Recensione: Arrayed Claws
La I,Voidhanger non è una casa discografica per stolti: cerca sempre e da sempre di proporre alcune piccole realtà che in ambito black metal underground possano andare a colmare quella piccola lacuna, che in passato nessuno aveva colto. Oggi parliamo dei Lorn, gruppo Italiano di Bolzano, che arriva al fatidico terzo album in studio con i pronostici del caso. Le precedenti release erano state ottimamente accolte dal pubblico, molti avevano giustamente visto in loro il nuovo che avanza e sopratutto con il secondo album, “Subconscius Metamorphosis”, i nostri avevano ottenuto un discreto seguito senza mai però creare veri e propri capolavori. Oggi come sta il gruppo? Diciamo subito che il lato prettamente psichedelico del passato è stato leggermente messo da parte, andando a porre l’accento sul lato più fisico e materialista della proposta musicale: Meno viaggi esistenziali dunque, ma di materialismo e di sostanza vera e propria non se ne ha molta traccia. Bisogna dirlo sin da ora, “Arrayed Claws” non è un disco che fa gridare al miracolo, anzi. A conti fatti con le cinque canzoni qui presenti, ognuna nel suo piccolo singolare e inattaccabile all’interno del proprio spazio, l’idea di avere una staticità creativa e una mancanza di idee va per la maggiore. Non sono qui per fare un piccolo trattato di black metal, ma lungo l’intera durata dell’album non possiamo trovare ciò che normalmente è quantificabile come black, poiché la voglia di sperimentare e di trovare un’identità, a volte forzata, è andata ad intaccare quel poco di buono è presente nel disco.

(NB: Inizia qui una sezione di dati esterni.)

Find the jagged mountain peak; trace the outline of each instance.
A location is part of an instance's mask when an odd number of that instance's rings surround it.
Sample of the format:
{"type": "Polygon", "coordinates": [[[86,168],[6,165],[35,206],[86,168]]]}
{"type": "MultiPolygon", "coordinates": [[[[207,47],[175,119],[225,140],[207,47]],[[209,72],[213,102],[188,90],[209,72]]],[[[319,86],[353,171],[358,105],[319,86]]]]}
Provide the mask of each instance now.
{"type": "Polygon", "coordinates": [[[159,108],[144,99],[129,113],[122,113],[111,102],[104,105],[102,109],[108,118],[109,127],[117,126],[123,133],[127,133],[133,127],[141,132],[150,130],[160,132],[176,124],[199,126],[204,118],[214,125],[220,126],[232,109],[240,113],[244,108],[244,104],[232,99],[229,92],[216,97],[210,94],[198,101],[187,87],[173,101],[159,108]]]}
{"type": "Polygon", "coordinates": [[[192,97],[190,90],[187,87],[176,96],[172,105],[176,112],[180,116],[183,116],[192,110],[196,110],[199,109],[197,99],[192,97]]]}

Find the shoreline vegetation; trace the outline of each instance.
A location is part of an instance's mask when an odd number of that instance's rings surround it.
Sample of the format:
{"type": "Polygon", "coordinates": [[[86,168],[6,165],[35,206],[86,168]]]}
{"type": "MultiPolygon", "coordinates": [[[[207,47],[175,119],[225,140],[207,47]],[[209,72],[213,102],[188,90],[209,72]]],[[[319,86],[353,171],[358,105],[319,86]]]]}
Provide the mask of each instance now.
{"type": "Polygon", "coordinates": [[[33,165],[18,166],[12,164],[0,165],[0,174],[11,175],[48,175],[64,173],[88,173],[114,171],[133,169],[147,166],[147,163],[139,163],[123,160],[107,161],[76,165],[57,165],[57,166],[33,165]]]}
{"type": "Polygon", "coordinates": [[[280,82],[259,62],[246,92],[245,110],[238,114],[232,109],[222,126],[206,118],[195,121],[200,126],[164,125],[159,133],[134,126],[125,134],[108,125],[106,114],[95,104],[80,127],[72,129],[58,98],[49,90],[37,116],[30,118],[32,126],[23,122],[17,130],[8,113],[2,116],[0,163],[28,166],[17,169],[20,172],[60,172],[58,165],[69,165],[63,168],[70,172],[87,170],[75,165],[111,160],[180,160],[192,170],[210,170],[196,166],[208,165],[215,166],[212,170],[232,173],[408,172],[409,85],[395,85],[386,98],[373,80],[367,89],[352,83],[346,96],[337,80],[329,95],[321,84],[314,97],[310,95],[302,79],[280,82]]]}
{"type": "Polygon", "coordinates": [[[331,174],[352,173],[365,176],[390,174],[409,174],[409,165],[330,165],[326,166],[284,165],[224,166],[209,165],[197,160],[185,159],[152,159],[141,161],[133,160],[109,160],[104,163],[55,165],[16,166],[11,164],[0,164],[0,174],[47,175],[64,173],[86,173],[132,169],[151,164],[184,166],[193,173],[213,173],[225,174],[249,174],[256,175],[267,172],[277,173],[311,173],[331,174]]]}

La prima, ‘Disharmonic Feticism‘, va ad affacciarsi su sonorità che rievocano la scena statunitense, per poi a metà brano crogiolarsi dentro una nenia di incomprensibile veridicità. Dieci minuti che potevano benissimo diventare cinque e il risultato sarebbe stato identico, se non migliore. ‘Abstract Trap‘ parte molto bene, anche se la furia che dovrebbe esplodere dalle partiture scritte non riesce ad emergere a causa di una produzione che va a penalizzare molte delle soluzioni trovate. Il suono delle chitarre, a tratti, è definibile quale “fastidioso” e la batteria cacofonica non facilita il tutto; se questi erano gli intenti iniziali, la band ha centrato l’obbiettivo. Senza un motivo, senza un perchè, lungo la traccia troviamo due stacchi atmosferici che spezzano il ritmo e ci si ritrova nuovamente, per la seconda volta di fila, con un monolite da dieci minuti e tu hai solo voglia di farla finita, skip acconsentito. ‘Toybodim‘ non ha nulla degli stacchi atmosferici citati precedentemente e finalmente un velo di black puro lo si riassapora, ma la qualità è discutibile poiché il “già sentito” è onnipresente. Nulla di personale e innovativo viene a palesarsi sul nostro cammino. ‘Süt-Aq-Köl‘ la possiamo definire una sorta di strumentale, con qualche latrato in lontananza che si appoggia su di un riff monolitico lungo tutta la sua lunghezza; Leviathan ed echi dei primi Xasthur possono venire in mente lungo l’ascolto, ma tutto ciò è già stato scritto e riscritto nel passato. Chiudiamo la corsa con ‘Aus Nebel Torn‘ che diventa una atmosferica semi-post-qualcosa lenta e soffocante, l’unica maniera per descriverla è con la domanda: “che senso ha?”.
Lungi dall’essere cattivi per partito preso, ma ciò che poteva essere il guizzo finale verso la consacrazione per un gruppo con le potenzialità e le carte in regola per ambire a un pubblico più ampio, oggi ci riserva poche gioie, molti dubbi e un disco che di sicuro non ha dalla sua la forza e la creatività insita nel popolo Italiano. Probabilmente la voglia di osare e sperimentare ha fatto si che i Lorn siano andati troppo oltre, oltre la loro stessa visione di musica, che ad oggi pare persa nei banchi della fitta nebbia del Trentino-Alto Adige. Sperando che il futuro per loro sia di tutt’altra qualità ci riserviamo il beneficio di non consigliare “Arrayed Claws”, nel mercato oggi sì può trovare molto, molto di meglio e con più sostanza. Ai posteri l’ardua sentenza.